For large enough numbers of source points multiprocessing may give a speed gain. A crucial point is that each subprocess must hold a copy of the KDTree. With Linux (supporting fork) this is done automatically if creating the subprocesses after tree was built.

For Windows the tree must either be sent pickled to the subprocesses as it is done automatically when sending parameters to the subprocess (which only seems to work for cKDTree but not for KDTree) or the tree must be created from scratch in each process.

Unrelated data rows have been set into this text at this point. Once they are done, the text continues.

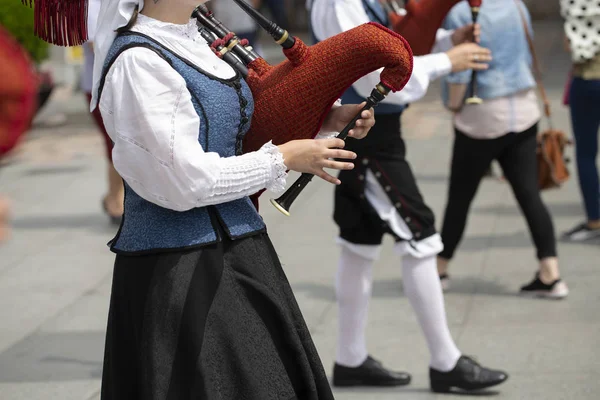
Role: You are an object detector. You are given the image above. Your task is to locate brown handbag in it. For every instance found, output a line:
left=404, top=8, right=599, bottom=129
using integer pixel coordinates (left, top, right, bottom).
left=517, top=2, right=572, bottom=190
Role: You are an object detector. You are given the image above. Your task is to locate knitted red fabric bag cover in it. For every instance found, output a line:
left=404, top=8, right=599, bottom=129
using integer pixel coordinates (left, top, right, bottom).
left=243, top=23, right=413, bottom=153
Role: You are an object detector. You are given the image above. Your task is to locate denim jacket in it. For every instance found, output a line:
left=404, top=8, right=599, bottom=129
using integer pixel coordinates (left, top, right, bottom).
left=442, top=0, right=536, bottom=102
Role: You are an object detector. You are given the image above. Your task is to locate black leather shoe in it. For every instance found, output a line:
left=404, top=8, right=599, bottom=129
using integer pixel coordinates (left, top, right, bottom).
left=333, top=356, right=410, bottom=386
left=429, top=356, right=508, bottom=393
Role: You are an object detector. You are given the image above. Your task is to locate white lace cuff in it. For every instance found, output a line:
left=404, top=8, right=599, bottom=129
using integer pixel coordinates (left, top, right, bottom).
left=258, top=141, right=288, bottom=194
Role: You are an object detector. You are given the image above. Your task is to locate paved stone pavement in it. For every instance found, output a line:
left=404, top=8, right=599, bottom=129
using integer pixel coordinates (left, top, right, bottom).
left=0, top=22, right=600, bottom=400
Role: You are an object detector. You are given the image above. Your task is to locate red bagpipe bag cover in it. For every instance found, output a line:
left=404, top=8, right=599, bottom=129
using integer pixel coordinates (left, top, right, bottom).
left=243, top=23, right=413, bottom=153
left=0, top=26, right=37, bottom=156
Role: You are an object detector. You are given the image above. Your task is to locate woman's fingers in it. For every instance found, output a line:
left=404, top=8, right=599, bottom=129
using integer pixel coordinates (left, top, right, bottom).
left=313, top=170, right=342, bottom=185
left=323, top=149, right=356, bottom=160
left=319, top=138, right=346, bottom=149
left=323, top=160, right=354, bottom=170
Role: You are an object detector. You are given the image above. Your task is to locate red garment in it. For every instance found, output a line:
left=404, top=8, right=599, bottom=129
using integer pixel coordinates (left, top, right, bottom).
left=86, top=93, right=113, bottom=163
left=0, top=27, right=37, bottom=157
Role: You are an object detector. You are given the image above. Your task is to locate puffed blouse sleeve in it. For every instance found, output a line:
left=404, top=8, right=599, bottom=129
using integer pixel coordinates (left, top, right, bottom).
left=99, top=47, right=287, bottom=211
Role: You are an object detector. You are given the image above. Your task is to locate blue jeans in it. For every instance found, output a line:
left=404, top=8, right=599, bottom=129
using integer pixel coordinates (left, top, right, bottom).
left=569, top=78, right=600, bottom=221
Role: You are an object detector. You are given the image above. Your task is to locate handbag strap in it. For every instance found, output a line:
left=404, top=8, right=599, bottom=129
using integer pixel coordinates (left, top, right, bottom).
left=515, top=0, right=552, bottom=124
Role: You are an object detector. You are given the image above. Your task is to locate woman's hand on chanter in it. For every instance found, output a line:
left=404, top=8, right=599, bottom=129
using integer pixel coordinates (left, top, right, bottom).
left=446, top=43, right=492, bottom=72
left=321, top=102, right=375, bottom=139
left=278, top=138, right=356, bottom=185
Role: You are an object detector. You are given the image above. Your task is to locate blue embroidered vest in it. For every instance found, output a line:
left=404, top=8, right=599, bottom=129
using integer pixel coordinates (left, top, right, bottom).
left=309, top=0, right=408, bottom=115
left=99, top=32, right=265, bottom=253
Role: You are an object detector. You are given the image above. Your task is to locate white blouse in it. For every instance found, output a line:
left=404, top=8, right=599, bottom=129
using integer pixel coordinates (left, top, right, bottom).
left=310, top=0, right=452, bottom=105
left=99, top=14, right=332, bottom=211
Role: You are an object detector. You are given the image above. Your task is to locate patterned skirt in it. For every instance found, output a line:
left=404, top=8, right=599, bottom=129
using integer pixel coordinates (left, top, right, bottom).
left=101, top=234, right=333, bottom=400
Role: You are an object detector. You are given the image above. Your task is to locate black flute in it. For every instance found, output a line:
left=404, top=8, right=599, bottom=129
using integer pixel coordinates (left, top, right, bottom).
left=270, top=83, right=390, bottom=217
left=465, top=1, right=483, bottom=104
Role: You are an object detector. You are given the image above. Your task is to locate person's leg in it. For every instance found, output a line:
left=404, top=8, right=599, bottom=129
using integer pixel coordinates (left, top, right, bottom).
left=438, top=130, right=502, bottom=278
left=565, top=78, right=600, bottom=240
left=402, top=254, right=461, bottom=372
left=87, top=93, right=125, bottom=223
left=365, top=159, right=507, bottom=391
left=335, top=244, right=381, bottom=367
left=498, top=124, right=568, bottom=297
left=333, top=120, right=410, bottom=386
left=0, top=196, right=10, bottom=244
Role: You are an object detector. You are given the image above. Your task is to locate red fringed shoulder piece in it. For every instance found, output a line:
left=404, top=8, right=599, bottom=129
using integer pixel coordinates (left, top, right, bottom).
left=21, top=0, right=88, bottom=46
left=0, top=27, right=37, bottom=157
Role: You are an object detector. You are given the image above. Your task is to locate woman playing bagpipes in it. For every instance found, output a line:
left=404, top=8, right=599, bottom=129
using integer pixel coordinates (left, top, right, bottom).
left=27, top=0, right=374, bottom=400
left=311, top=0, right=508, bottom=392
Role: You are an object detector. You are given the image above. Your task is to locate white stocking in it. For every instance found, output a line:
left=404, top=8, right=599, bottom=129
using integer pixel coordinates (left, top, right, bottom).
left=402, top=254, right=461, bottom=372
left=335, top=245, right=379, bottom=367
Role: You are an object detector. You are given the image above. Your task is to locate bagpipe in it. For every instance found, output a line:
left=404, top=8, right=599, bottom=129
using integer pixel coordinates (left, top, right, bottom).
left=192, top=0, right=413, bottom=215
left=0, top=27, right=38, bottom=157
left=380, top=0, right=482, bottom=104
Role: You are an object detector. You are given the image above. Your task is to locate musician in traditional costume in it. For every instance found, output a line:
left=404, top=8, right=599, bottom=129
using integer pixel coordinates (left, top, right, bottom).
left=310, top=0, right=507, bottom=392
left=23, top=0, right=384, bottom=400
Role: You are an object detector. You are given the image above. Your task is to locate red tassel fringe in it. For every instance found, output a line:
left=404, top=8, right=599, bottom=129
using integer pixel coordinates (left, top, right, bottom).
left=21, top=0, right=88, bottom=46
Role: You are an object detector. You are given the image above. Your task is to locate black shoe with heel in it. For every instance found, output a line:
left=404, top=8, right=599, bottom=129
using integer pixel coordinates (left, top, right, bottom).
left=333, top=356, right=411, bottom=387
left=429, top=356, right=508, bottom=393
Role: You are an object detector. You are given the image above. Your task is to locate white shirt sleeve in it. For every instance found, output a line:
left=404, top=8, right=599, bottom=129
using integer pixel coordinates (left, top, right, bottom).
left=311, top=0, right=452, bottom=105
left=100, top=47, right=287, bottom=211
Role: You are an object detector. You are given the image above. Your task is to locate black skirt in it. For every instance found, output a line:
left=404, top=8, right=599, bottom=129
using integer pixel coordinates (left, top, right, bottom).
left=101, top=233, right=333, bottom=400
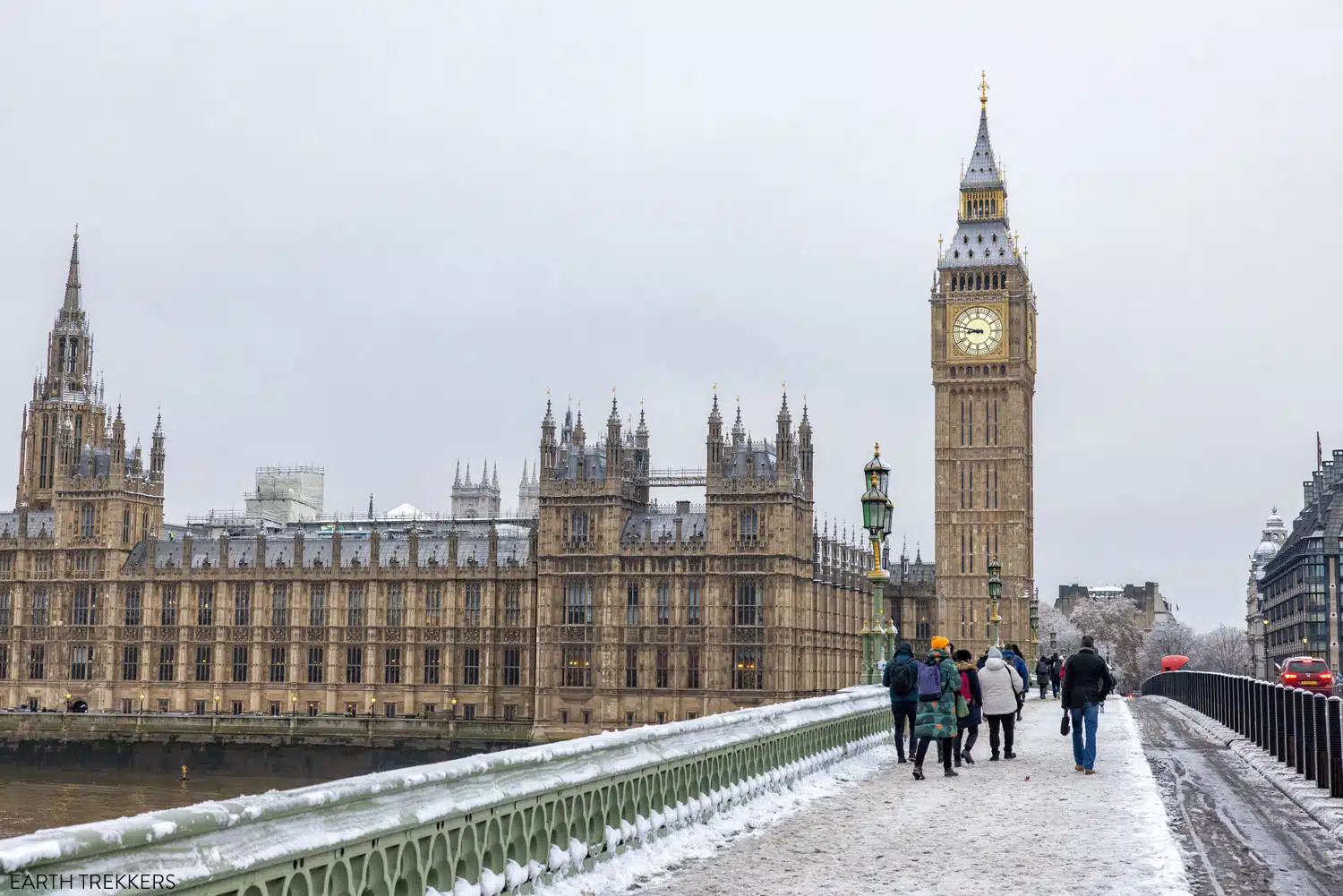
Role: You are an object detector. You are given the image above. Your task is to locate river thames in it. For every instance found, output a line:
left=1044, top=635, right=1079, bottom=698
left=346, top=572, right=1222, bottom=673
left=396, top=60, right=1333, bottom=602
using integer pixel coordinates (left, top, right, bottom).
left=0, top=757, right=327, bottom=838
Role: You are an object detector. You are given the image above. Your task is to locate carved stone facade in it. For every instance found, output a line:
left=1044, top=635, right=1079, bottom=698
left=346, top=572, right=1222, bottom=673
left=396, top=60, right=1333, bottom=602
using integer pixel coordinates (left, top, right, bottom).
left=0, top=234, right=869, bottom=738
left=931, top=87, right=1036, bottom=653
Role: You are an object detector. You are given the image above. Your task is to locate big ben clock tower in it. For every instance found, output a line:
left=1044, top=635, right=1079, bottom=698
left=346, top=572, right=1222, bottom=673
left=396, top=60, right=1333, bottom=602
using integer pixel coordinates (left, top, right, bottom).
left=927, top=80, right=1036, bottom=653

Following code shows the pickling variant with multi process cKDTree versus single process.

import timeit
import numpy as np
from multiprocessing.pool import Pool
from scipy import spatial


# cKDTree implementation
def ckdTree():
    tree = spatial.cKDTree(targets, leafsize=50)
    return [tree.query(point, k=4) for point in sources]

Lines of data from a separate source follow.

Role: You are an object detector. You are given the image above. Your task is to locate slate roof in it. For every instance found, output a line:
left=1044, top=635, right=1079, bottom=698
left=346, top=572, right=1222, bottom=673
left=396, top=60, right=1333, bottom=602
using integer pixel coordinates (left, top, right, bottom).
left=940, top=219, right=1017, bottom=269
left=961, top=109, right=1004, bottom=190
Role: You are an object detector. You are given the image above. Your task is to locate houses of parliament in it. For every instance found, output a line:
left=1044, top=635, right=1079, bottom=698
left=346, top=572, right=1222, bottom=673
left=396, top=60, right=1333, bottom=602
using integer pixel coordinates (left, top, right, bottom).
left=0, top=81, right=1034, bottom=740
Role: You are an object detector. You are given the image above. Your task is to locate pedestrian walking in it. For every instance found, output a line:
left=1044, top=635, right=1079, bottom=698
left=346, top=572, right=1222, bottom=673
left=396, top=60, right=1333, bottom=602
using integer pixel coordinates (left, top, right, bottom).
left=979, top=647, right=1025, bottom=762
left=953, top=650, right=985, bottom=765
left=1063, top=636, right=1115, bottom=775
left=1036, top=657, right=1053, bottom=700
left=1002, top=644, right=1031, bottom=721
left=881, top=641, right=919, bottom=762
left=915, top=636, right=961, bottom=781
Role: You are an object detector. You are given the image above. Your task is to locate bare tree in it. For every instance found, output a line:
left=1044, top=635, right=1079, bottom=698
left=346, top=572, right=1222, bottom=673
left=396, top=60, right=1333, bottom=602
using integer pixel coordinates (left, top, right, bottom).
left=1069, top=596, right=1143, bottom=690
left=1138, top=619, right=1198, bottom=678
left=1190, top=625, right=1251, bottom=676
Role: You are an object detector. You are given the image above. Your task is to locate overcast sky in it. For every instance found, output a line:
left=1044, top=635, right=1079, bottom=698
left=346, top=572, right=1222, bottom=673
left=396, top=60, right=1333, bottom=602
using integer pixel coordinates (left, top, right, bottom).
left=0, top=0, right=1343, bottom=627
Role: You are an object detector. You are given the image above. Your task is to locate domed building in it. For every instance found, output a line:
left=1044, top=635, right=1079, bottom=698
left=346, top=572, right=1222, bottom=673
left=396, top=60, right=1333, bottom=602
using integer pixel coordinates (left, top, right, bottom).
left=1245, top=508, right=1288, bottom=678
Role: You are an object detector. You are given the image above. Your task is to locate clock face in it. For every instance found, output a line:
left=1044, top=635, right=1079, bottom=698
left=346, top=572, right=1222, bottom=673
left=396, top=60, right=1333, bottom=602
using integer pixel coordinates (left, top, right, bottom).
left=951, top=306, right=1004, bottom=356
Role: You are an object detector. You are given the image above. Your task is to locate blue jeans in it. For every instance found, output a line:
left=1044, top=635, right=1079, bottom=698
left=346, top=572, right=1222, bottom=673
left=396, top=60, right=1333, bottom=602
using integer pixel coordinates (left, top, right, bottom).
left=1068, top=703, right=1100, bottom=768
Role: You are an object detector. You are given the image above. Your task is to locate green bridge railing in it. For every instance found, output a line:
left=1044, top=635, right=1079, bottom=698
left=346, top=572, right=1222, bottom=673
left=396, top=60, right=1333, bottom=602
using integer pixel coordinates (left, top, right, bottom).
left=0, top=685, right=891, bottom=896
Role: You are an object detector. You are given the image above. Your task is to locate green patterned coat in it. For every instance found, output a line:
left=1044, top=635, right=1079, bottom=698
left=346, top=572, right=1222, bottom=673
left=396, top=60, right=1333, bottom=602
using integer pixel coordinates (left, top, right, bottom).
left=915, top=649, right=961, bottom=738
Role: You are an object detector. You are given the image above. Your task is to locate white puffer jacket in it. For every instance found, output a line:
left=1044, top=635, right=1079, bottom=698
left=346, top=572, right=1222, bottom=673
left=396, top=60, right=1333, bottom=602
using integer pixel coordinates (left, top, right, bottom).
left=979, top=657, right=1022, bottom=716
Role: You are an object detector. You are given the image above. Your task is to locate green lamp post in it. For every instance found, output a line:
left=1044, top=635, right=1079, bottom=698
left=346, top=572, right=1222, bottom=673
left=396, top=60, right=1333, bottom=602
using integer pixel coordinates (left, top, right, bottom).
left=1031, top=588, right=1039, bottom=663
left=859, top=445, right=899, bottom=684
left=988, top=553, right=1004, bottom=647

# Initialization to transfer kdtree
def setKdTree(tree):
    global kdtree

    kdtree = tree

# Worker must not be in another function for multiprocessing
def multiprocKd_worker(point):
    return kdtree.query(point, k=4)


# cKDTree process pool implementation
def multiprocCKd():
    tree = spatial.cKDTree(targets, leafsize=50)

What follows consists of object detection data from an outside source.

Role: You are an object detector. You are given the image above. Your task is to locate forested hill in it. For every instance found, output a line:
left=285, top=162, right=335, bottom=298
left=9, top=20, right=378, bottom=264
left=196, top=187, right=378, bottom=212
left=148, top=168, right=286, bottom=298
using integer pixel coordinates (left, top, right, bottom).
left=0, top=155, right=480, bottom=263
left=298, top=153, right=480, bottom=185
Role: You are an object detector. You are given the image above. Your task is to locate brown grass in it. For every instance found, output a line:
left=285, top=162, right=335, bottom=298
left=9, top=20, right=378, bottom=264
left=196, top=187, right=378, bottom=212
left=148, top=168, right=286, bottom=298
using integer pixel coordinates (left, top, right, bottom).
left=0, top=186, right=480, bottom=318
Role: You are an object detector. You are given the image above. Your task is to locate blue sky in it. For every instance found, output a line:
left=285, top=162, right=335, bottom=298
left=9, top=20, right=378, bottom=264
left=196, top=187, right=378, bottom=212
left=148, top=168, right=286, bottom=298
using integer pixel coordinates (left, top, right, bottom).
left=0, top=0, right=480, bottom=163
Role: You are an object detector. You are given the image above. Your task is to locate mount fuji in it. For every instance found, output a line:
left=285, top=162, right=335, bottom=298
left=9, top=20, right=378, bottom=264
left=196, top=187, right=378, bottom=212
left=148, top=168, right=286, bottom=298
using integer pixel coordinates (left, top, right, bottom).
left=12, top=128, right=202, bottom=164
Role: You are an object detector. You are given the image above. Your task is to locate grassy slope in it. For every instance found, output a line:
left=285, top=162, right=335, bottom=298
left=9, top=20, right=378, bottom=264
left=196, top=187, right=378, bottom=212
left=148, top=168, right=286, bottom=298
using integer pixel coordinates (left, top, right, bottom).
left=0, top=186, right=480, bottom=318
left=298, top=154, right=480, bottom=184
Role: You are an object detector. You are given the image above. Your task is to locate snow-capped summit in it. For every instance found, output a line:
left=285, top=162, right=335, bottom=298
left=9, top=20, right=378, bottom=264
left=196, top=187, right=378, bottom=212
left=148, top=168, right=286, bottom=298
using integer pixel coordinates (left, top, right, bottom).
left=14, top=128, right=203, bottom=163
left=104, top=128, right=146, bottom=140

    pool = Pool(initializer=setKdTree, initargs=(tree,))
    return pool.map(multiprocKd_worker, sources)


if __name__ == "__main__":
    # define the number of points for the two arrays
    n_targets = 40000
    n_sources = 40000

    #pick some random points
    targets = np.random.rand(n_targets, 3) * 100
    sources = np.random.rand(n_sources, 3) * 100


    print('cKDTree:   %s' % timeit.Timer(lambda: ckdTree()).repeat(1, 1)[0])
    print('multiprocCKd:   %s' % timeit.Timer(lambda: multiprocCKd()).repeat(1, 1)[0])

Upvotes: 0

Paul Panzer
Paul Panzer

Reputation: 53029

There is one very simple but extremely effective thing you can do which is switching from KDTree to cKDTree. The latter being a Cython drop-in replacement of the first which is implemented in pure Python.

Also note that .query is vectorized, no need for a list comprehension.

import scipy.spatial as ss

a = np.random.random((40000,3))
b = np.random.random((40000,3))

tree_py = ss.KDTree(a)
tree_cy = ss.cKDTree(a)

timeit(lambda: tree_cy.query(b, k=4), number=10)*100
# 71.06744810007513
timeit(lambda: tree_py.query(b, k=4), number=1)*1000
# 13309.359921026044

So that is an almost 200x speedup for free.